11. A three-dimensional scene reconstruction device, characterized in that, The device includes: The binocular image acquisition module is used to acquire binocular images of a preset engineering operation scene captured by a binocular camera on a preset engineering machinery. The disparity map generation module is used to process the binocular image using a pre-trained stereo matching network to obtain a disparity map corresponding to the binocular image. The stereo matching network is obtained by training the stereo matching network as described in any one of claims 1-6. A 3D point cloud generation module is used to process the disparity map according to the configuration parameters of the binocular camera to obtain the 3D point cloud data of the preset engineering operation scene. The rendering module is used to render the scene based on the three-dimensional point cloud data and the preset view direction to obtain a three-dimensional scene image of the preset engineering operation scene in the preset view direction.

12. An engineering machinery, characterized in that, The engineering machinery is equipped with a binocular camera and a host terminal that is communicatively connected to the binocular camera. The host terminal is used to perform the steps of the three-dimensional scene reconstruction method as described in any one of claims 7 to 9.

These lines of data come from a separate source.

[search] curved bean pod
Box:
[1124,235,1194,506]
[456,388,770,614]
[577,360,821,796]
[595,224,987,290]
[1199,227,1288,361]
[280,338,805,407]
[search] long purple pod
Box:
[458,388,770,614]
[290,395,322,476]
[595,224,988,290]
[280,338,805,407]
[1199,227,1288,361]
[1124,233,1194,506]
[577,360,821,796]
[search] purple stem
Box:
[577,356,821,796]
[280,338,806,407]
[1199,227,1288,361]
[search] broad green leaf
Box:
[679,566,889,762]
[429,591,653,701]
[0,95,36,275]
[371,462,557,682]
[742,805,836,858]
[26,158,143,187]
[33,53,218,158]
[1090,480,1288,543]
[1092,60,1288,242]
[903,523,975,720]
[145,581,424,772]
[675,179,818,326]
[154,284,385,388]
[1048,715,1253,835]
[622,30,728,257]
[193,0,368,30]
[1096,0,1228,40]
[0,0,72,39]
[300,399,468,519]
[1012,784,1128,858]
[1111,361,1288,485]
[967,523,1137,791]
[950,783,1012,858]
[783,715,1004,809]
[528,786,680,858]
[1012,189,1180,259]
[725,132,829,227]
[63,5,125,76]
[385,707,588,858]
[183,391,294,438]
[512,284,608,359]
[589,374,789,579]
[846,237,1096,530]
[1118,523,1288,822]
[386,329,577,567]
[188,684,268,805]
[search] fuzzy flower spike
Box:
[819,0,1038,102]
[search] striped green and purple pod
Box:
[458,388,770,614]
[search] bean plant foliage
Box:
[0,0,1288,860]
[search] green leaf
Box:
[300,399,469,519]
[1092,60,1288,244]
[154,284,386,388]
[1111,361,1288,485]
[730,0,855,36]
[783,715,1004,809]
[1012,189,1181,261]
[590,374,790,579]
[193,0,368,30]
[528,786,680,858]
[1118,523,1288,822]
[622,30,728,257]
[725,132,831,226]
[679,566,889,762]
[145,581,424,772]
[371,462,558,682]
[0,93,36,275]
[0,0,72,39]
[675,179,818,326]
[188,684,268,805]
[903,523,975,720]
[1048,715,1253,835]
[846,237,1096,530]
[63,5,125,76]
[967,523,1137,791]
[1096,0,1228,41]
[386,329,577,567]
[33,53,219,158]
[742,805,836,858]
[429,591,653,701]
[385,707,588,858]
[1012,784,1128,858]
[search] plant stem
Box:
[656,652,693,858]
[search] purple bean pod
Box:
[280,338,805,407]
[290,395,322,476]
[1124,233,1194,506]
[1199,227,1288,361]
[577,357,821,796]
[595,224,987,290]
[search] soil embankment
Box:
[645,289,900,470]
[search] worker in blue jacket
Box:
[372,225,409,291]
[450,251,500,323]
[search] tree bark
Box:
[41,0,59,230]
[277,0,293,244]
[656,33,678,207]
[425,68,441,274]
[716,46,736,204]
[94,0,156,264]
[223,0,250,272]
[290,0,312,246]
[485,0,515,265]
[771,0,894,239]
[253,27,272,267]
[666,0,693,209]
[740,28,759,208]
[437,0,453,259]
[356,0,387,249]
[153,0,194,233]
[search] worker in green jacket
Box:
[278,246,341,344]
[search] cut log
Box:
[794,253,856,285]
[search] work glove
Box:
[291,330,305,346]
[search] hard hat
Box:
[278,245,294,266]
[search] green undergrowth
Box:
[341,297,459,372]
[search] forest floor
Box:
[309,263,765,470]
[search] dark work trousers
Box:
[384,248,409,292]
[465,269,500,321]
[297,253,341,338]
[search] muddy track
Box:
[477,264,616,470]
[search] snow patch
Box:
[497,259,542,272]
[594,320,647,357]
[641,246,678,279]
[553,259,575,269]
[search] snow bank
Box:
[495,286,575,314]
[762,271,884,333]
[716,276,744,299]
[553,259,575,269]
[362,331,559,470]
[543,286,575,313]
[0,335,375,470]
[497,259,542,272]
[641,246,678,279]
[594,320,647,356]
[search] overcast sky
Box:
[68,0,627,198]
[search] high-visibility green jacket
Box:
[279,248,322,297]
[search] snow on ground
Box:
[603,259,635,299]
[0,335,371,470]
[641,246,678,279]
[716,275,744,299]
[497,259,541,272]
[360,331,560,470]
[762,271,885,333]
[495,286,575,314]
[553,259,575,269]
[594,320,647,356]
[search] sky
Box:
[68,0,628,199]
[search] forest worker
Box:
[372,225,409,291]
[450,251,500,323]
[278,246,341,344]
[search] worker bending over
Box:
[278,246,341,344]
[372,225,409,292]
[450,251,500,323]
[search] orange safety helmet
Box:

13. A three-dimensional scene reconstruction system, characterized in that, include: The system includes a binocular camera, a host device, and a client device. The binocular camera and the host device are both mounted on the engineering machinery. The host device is communicatively connected to both the binocular camera and the client device. The host computer is used to perform the steps of the three-dimensional scene reconstruction method as described in any one of claims 7 to 9.

14. An electronic device, characterized in that, include: The device includes a processor, a storage medium, and a bus. The storage medium stores program instructions executable by the processor. When the electronic device is running, the processor communicates with the storage medium via the bus. The processor executes the program instructions to perform the steps of the training method for a stereo matching network as described in any one of claims 1 to 6, or the steps of the three-dimensional scene reconstruction method as described in any one of claims 7 to 9.

15. A computer-readable storage medium, characterized in that, The storage medium stores a computer program, which, when executed by a processor, performs the steps of the training method for the stereo matching network as described in any one of claims 1 to 6, or the steps of the three-dimensional scene reconstruction method as described in any one of claims 7 to 9.